Have you ever placed
an ordinary thermometer in the sunlight inside
your home on a summer or winter day? What does
it read and what does this tell you?
Here's one example:
south facing double pane glazing, February 25th,
2011, Calgary, Ab., Canada - outdoor temperature
-8 deg F (-22 deg C), floor temp = 88.5 deg F
(31.4 deg C) WITHOUT floor
heating.
Sans any
discussion on window performances, it should
tell you even without radiant floor heating the
floors will get warm - so long as the floors see
the sunshine they will warm up due primarily to the short
wave radiation travelling through the
windows.
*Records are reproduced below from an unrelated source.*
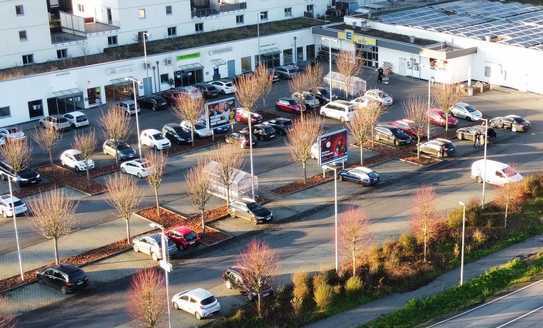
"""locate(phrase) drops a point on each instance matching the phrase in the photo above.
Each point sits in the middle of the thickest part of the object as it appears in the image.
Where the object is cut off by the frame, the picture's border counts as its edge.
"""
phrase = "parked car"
(224, 87)
(136, 167)
(152, 138)
(153, 102)
(198, 302)
(8, 203)
(242, 116)
(152, 245)
(392, 135)
(58, 122)
(261, 132)
(22, 178)
(360, 174)
(65, 277)
(72, 158)
(438, 147)
(288, 105)
(280, 124)
(129, 107)
(514, 122)
(77, 119)
(495, 173)
(233, 279)
(238, 138)
(183, 237)
(250, 210)
(208, 91)
(437, 117)
(119, 150)
(470, 132)
(379, 96)
(338, 109)
(466, 112)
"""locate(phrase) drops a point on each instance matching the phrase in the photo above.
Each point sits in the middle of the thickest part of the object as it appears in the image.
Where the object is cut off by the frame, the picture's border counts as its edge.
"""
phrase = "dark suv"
(233, 279)
(64, 277)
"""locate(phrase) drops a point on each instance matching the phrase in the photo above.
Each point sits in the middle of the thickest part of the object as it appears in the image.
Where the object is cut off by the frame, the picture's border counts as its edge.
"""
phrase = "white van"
(495, 173)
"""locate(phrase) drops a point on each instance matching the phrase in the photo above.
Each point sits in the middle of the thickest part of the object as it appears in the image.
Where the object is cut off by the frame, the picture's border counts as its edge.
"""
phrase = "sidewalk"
(393, 302)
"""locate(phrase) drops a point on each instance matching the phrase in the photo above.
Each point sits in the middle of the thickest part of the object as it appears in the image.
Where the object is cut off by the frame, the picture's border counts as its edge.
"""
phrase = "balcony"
(221, 8)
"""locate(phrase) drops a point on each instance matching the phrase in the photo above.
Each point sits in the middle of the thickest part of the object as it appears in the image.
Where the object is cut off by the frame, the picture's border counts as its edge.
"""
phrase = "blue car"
(360, 174)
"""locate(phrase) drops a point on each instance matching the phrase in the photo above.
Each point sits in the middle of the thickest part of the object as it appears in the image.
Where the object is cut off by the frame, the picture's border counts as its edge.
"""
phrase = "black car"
(261, 132)
(64, 277)
(392, 135)
(208, 90)
(280, 124)
(176, 134)
(22, 178)
(153, 102)
(233, 279)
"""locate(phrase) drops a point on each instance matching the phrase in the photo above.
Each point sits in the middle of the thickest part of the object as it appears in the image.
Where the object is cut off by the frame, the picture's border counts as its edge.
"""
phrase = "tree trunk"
(55, 247)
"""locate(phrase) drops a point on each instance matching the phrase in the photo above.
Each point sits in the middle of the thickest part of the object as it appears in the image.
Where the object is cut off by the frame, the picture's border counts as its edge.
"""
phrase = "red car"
(242, 116)
(183, 237)
(437, 117)
(288, 105)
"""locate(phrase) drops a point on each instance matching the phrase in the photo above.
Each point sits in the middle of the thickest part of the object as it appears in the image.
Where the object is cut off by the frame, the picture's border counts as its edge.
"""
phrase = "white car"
(379, 96)
(77, 119)
(198, 302)
(338, 109)
(72, 158)
(466, 111)
(6, 206)
(136, 167)
(225, 87)
(152, 245)
(154, 139)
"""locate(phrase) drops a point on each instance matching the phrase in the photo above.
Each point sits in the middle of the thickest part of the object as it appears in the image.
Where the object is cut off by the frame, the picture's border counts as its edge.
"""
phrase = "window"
(62, 53)
(112, 40)
(19, 10)
(288, 12)
(28, 59)
(141, 13)
(4, 111)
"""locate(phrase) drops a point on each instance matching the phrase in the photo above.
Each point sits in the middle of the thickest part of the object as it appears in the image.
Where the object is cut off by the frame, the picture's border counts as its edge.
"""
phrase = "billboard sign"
(333, 147)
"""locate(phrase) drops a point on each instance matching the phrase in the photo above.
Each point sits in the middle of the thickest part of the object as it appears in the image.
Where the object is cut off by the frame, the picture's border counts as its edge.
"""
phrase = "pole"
(16, 230)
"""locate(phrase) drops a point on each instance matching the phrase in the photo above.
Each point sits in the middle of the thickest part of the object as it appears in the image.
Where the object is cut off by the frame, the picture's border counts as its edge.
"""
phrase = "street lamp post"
(463, 239)
(134, 82)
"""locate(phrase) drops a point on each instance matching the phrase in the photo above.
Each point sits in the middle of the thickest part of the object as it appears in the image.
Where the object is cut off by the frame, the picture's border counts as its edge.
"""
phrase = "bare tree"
(416, 110)
(189, 108)
(53, 216)
(355, 234)
(157, 166)
(124, 195)
(86, 144)
(259, 263)
(445, 96)
(47, 138)
(229, 158)
(16, 153)
(349, 65)
(147, 298)
(198, 182)
(301, 138)
(424, 216)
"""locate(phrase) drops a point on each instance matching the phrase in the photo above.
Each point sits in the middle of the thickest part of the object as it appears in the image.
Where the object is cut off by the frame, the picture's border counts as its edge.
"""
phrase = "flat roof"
(511, 23)
(163, 45)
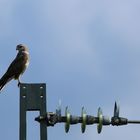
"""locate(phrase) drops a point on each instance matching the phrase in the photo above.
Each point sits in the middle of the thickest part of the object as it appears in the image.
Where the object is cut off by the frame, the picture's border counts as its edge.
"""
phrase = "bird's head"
(21, 47)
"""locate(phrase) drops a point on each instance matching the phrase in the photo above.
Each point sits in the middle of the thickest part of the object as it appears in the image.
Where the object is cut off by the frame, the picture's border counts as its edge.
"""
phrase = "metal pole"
(32, 98)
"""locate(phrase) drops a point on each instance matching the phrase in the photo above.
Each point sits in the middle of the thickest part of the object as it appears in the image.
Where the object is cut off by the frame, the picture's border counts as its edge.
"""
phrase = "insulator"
(84, 119)
(67, 124)
(100, 123)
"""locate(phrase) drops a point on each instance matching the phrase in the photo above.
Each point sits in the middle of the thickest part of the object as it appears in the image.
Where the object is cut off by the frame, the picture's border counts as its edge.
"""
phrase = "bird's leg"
(19, 82)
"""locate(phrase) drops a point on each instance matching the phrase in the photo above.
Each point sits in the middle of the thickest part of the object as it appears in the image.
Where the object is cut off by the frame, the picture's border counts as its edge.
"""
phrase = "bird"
(17, 67)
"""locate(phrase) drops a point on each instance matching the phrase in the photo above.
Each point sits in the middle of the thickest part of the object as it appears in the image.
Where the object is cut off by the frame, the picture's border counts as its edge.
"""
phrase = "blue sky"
(87, 52)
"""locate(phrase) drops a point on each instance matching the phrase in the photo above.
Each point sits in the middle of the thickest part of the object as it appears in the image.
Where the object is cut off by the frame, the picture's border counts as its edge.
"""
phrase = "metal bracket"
(32, 98)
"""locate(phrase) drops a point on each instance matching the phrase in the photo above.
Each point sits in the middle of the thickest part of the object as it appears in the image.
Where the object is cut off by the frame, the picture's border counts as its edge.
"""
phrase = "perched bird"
(17, 67)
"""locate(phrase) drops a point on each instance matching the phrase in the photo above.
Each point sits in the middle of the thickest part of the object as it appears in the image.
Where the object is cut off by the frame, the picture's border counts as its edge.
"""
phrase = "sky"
(88, 54)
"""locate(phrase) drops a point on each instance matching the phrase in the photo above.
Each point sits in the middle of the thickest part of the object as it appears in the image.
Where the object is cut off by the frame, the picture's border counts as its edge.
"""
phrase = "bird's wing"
(17, 66)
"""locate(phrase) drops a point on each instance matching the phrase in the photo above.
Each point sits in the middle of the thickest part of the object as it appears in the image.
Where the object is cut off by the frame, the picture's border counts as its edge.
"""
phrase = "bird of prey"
(17, 67)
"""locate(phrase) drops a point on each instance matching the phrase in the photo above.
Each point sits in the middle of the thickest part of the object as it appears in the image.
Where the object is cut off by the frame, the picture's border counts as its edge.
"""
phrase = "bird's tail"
(3, 81)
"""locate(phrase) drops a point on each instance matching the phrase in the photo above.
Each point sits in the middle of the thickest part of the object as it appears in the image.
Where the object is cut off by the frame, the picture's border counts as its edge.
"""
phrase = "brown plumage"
(17, 67)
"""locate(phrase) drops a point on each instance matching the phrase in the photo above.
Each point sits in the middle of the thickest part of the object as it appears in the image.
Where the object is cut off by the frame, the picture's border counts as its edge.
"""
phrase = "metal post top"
(33, 95)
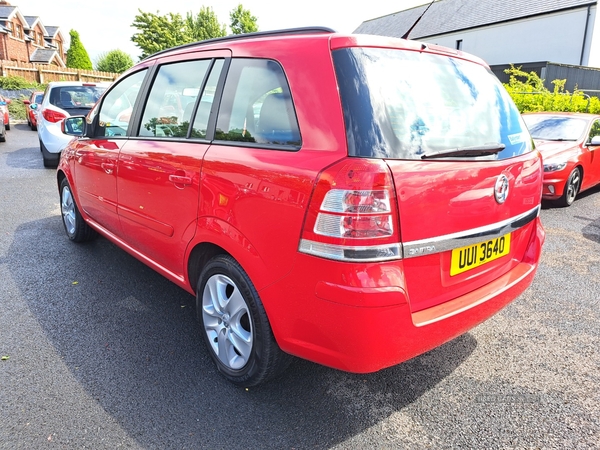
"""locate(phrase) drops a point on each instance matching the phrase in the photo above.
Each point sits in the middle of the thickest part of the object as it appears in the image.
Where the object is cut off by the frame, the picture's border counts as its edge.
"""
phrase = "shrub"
(17, 109)
(530, 95)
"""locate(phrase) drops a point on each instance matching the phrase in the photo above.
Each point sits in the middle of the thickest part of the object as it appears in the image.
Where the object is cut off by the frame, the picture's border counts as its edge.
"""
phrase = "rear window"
(402, 104)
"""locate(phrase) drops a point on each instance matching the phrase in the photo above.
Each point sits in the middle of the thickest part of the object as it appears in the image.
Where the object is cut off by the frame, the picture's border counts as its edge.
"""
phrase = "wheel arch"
(215, 236)
(199, 257)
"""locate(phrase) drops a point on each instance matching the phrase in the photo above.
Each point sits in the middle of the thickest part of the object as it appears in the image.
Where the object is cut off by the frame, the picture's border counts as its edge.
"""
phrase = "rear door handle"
(180, 180)
(108, 167)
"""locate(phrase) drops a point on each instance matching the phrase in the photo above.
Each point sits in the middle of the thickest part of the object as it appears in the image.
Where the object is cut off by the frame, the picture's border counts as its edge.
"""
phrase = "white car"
(63, 99)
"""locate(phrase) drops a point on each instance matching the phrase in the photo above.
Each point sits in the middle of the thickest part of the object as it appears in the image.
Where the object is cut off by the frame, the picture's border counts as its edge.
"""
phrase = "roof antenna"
(405, 36)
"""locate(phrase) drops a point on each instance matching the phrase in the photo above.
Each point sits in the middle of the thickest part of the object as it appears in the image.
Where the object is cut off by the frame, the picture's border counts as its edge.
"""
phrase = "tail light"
(53, 116)
(353, 214)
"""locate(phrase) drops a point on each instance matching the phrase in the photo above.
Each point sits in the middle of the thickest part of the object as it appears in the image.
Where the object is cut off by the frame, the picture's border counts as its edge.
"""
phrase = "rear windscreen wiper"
(464, 152)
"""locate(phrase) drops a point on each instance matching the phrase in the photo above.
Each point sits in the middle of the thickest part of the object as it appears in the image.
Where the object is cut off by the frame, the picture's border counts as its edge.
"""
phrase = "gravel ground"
(103, 353)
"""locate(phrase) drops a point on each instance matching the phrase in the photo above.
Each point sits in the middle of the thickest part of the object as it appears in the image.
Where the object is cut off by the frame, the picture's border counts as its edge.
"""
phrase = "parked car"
(33, 103)
(4, 102)
(352, 200)
(63, 99)
(570, 146)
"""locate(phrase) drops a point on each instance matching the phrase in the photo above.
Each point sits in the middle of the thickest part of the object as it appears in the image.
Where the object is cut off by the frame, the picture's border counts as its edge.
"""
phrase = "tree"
(159, 32)
(116, 61)
(77, 55)
(242, 21)
(204, 25)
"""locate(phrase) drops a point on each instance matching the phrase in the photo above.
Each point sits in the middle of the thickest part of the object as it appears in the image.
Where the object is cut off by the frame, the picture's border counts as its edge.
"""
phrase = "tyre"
(236, 329)
(76, 228)
(571, 188)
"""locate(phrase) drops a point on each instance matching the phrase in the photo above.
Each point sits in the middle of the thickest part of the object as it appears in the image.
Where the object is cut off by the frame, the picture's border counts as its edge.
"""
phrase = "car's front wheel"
(77, 229)
(571, 188)
(236, 328)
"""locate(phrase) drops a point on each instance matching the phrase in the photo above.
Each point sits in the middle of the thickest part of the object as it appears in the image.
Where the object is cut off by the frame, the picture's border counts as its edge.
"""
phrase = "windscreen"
(402, 104)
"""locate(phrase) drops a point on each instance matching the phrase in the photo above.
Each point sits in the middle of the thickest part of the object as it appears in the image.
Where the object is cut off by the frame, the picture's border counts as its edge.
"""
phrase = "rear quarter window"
(402, 104)
(257, 106)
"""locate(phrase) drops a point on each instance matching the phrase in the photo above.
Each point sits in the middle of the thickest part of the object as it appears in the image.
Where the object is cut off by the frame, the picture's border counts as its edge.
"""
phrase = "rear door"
(95, 168)
(159, 169)
(468, 183)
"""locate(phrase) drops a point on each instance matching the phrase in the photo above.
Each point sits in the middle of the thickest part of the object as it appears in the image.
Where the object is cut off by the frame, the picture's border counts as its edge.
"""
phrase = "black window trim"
(224, 142)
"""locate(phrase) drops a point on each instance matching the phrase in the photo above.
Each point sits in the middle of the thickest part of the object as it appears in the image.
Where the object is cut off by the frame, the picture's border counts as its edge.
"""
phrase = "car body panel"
(4, 111)
(575, 153)
(49, 133)
(35, 99)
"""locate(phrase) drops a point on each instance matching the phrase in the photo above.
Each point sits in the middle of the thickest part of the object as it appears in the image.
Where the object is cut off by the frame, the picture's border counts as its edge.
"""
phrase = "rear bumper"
(53, 138)
(365, 329)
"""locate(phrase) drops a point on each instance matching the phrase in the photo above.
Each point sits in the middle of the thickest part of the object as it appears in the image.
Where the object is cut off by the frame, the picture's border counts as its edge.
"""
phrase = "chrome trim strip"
(441, 244)
(479, 302)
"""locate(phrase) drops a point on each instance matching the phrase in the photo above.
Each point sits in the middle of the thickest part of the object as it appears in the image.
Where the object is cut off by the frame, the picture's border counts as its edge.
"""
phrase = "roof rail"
(233, 37)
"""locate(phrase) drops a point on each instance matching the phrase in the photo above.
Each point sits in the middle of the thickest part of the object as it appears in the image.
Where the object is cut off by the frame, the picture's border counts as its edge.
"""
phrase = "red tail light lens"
(53, 116)
(353, 215)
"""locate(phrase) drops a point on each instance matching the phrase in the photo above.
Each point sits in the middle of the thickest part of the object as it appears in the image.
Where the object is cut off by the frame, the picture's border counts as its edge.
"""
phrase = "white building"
(503, 31)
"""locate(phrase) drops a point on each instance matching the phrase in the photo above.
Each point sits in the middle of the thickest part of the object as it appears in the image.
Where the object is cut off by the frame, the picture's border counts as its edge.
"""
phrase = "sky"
(105, 25)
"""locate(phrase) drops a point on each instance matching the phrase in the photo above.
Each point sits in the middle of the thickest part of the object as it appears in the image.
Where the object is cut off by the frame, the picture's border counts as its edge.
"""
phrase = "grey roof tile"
(43, 56)
(6, 11)
(446, 16)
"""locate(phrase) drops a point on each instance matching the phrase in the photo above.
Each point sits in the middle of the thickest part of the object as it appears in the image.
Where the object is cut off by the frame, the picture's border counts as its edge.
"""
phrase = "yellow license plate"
(471, 256)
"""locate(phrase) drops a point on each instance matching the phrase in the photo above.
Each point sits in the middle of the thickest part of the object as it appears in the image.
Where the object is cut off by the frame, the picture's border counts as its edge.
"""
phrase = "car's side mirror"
(74, 126)
(595, 141)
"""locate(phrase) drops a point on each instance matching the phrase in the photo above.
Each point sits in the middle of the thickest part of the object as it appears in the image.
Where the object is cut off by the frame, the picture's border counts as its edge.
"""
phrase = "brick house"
(25, 38)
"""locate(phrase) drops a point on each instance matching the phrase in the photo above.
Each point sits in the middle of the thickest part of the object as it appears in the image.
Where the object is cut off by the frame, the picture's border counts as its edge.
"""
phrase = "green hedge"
(529, 94)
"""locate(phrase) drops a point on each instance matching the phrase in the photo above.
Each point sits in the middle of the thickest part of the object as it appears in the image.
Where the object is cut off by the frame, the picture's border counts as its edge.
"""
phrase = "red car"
(4, 102)
(569, 143)
(33, 103)
(352, 200)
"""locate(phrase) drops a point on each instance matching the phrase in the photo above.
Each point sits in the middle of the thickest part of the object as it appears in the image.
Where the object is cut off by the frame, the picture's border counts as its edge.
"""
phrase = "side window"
(257, 106)
(200, 124)
(117, 105)
(595, 130)
(172, 98)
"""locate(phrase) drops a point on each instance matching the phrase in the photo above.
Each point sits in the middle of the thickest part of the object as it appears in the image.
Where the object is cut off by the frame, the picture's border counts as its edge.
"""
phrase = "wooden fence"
(44, 73)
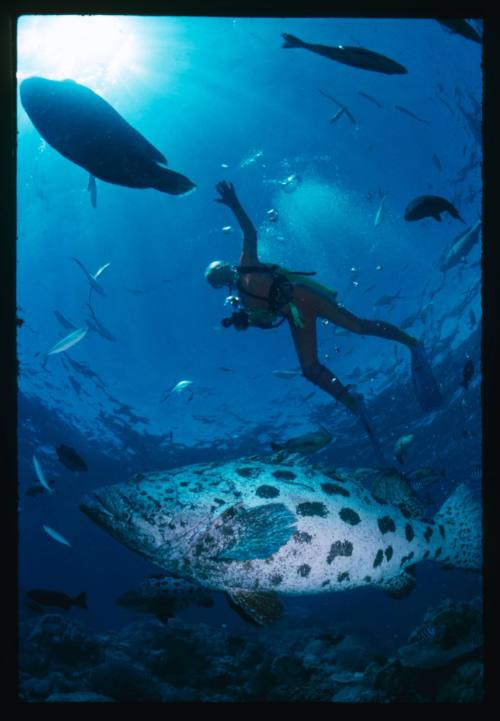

Throw in the long wave energy emitted from
interior surfaces warmed by the short wave
energy and you have a room heated with radiant
energy without having embedded heating pipes.
Discussion: in a
properly controlled high performance home under
maximum load (no solar gain...middle of the
night...wind howling...nasty cold), the floor
temperature would be operated at a few degrees
above a room temperature of 72 deg F., so lets say
the floor is between 74
deg F and 76 deg F and if designed correctly
maybe an average 80 deg F. fluid
temperature...cooler than
core body temperature
and cooler than
skin temperature but still
comfortable ...recall you have
your own internal
heat source that generates at rest a nominal
360 Btu/hr
- so in fact under normal conditions - you need
to get rid of heat to stay comfortable...and by
the way feet are a great place to shed heat due
to the blood flow and conductive transfer with
the floor...anyways the million dollar question
is, will you have that ooh ahh sensation
of a really warm floor? No but it will be warmer
than the floor in the same space heated with a
furnace.
Anyways...morning
comes along and as soon as the sun hits the
74 deg F to 76 deg F floor, it starts raise the floor temperature
-
but only those surface areas that "see" (absorb)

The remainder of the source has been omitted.